Why This Dog Makes $15,000 A Month

Meet Menswear Dog, a Shiba Inu who is, by many accounts, the most stylish dog in the world.


It’s a misty fall afternoon in Central Park, and Bodhi, a handsome, slightly-big-for-his-breed Shiba Inu, is on edge. He’s yanking around one of his two humans, Yena Kim–a petite, 27-year-old fashion designer who used to work for Ralph Lauren–bending her to his will, tensing his leash as he darts after squirrels, birds, or whatever fast-moving creature happens to enter his canine view. At one point, at the base of a jagged rock outcropping, he spins in a circle, lifts one of his hind legs, and begins to relieve himself. A serene look creeps up his face, and his eyes enter a perma-squint. Suddenly, Bodhi is chill.

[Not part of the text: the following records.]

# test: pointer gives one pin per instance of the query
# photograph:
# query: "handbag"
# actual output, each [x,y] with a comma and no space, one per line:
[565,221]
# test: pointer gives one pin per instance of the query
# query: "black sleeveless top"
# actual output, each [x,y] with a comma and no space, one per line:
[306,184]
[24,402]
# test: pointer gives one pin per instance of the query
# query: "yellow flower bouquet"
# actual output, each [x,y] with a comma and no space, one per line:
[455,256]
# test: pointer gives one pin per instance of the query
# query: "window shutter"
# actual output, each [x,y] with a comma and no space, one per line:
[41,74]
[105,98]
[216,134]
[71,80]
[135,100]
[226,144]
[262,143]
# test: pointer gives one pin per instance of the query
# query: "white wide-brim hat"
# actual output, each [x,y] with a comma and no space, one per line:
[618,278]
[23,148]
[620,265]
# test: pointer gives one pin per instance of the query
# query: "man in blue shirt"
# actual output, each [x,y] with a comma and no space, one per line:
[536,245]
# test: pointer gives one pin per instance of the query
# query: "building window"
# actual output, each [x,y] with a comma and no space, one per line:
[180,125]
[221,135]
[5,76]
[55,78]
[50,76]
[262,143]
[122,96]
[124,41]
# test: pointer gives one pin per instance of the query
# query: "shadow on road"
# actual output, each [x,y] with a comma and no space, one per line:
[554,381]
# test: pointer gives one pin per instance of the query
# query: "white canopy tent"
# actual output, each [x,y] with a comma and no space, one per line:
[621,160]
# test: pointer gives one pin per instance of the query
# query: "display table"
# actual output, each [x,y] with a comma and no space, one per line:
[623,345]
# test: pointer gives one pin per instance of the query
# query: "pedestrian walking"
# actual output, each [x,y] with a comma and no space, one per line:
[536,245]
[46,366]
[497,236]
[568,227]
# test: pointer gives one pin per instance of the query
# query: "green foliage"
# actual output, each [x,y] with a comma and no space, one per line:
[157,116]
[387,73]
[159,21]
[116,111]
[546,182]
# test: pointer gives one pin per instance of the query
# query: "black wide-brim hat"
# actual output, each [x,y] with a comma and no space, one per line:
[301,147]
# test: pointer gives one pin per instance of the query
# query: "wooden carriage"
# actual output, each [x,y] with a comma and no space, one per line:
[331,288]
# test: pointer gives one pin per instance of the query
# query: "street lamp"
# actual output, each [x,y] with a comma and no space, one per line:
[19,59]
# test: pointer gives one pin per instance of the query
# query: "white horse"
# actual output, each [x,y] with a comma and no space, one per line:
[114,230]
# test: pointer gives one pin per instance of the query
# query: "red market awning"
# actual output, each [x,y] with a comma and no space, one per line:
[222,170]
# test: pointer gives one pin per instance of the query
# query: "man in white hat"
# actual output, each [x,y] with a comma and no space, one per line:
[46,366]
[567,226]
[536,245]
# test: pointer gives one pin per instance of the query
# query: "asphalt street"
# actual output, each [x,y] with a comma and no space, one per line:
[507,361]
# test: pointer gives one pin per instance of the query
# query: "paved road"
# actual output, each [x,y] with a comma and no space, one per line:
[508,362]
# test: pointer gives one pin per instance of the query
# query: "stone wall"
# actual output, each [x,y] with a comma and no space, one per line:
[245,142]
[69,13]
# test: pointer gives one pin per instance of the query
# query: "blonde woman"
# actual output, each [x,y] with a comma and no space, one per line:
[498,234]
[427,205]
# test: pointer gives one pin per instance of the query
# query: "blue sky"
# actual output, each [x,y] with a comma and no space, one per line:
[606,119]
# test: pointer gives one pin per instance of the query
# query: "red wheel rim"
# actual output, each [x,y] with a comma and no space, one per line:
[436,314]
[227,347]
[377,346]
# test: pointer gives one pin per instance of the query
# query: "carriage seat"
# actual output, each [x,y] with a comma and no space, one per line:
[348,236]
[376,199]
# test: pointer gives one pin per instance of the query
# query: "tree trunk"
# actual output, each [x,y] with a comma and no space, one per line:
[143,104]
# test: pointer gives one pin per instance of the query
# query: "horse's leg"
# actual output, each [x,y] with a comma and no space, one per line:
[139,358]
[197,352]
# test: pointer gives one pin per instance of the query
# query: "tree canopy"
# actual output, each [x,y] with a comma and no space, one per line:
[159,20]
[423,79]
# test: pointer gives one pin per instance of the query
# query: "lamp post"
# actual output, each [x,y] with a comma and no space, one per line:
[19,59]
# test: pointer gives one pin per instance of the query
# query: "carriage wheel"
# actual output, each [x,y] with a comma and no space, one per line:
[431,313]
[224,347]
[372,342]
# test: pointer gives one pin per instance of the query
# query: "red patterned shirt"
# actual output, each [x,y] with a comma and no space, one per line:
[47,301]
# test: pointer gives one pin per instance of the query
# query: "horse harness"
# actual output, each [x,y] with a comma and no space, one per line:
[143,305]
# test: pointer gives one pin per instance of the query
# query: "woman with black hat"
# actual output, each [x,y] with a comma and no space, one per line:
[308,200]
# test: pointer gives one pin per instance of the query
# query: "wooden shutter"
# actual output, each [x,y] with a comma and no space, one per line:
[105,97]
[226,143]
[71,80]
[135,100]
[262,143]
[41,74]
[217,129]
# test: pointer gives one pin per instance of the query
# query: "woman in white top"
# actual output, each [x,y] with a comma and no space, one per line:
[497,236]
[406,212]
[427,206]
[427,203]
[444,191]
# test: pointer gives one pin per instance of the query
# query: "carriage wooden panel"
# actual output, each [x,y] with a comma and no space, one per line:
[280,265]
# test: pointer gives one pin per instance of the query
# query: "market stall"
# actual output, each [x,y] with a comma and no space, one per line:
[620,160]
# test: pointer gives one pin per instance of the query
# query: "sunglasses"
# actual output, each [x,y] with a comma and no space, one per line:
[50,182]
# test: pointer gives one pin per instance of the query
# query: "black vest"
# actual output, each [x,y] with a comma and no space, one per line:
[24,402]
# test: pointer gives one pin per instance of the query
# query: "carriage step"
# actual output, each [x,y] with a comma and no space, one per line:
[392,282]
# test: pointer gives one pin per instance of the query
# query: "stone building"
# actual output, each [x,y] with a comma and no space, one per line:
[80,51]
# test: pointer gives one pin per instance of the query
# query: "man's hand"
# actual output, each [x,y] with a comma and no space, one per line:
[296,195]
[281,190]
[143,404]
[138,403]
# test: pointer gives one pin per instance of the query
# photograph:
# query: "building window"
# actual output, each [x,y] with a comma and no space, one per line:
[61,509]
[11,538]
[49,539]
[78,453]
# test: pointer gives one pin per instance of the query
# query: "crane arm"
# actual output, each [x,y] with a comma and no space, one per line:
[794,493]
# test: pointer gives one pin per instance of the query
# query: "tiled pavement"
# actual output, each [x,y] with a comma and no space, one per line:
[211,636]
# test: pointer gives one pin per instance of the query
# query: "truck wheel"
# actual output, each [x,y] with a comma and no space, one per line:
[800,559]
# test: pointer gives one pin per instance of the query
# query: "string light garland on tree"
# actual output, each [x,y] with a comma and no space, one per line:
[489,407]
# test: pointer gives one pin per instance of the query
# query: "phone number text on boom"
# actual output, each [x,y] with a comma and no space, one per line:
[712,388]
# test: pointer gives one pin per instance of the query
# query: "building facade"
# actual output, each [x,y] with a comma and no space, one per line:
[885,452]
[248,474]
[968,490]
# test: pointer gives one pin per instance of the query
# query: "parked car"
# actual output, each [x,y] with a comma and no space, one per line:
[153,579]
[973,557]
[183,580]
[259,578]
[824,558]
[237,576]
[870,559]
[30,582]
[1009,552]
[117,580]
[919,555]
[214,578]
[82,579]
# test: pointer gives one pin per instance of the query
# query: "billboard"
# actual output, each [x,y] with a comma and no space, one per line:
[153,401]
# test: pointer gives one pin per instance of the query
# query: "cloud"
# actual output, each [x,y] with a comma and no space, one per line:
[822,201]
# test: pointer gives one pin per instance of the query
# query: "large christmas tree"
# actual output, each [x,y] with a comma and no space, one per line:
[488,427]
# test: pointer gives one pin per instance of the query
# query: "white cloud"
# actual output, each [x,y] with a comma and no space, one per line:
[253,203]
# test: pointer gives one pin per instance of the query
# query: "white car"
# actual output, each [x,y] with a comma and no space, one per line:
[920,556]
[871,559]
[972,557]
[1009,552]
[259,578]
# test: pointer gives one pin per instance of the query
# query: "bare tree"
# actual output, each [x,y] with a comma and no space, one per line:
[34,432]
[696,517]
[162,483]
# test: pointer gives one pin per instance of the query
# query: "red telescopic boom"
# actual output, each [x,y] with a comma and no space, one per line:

Bodhi, blessing the photoshoot

“He kind of likes to bless the areas where he shoots,” says Kim.

Named after Patrick Swayze’s wave-riding antihero in the iconic ’80s surfer bromance Point Break, you might not recognize Bodhi by his birth name. But once you layer on a gingham shirt and perhaps a tweed blazer, you might recognize the 5-year-old sheeb as his absurdly famous alter ego, Menswear Dog. Part unlikely fashion icon, part iconoclast conceived to poke fun at the manicured self-seriousness of Fashion Tumblr, Menswear Dog has become big business in his own right for Kim and her boyfriend David Fung.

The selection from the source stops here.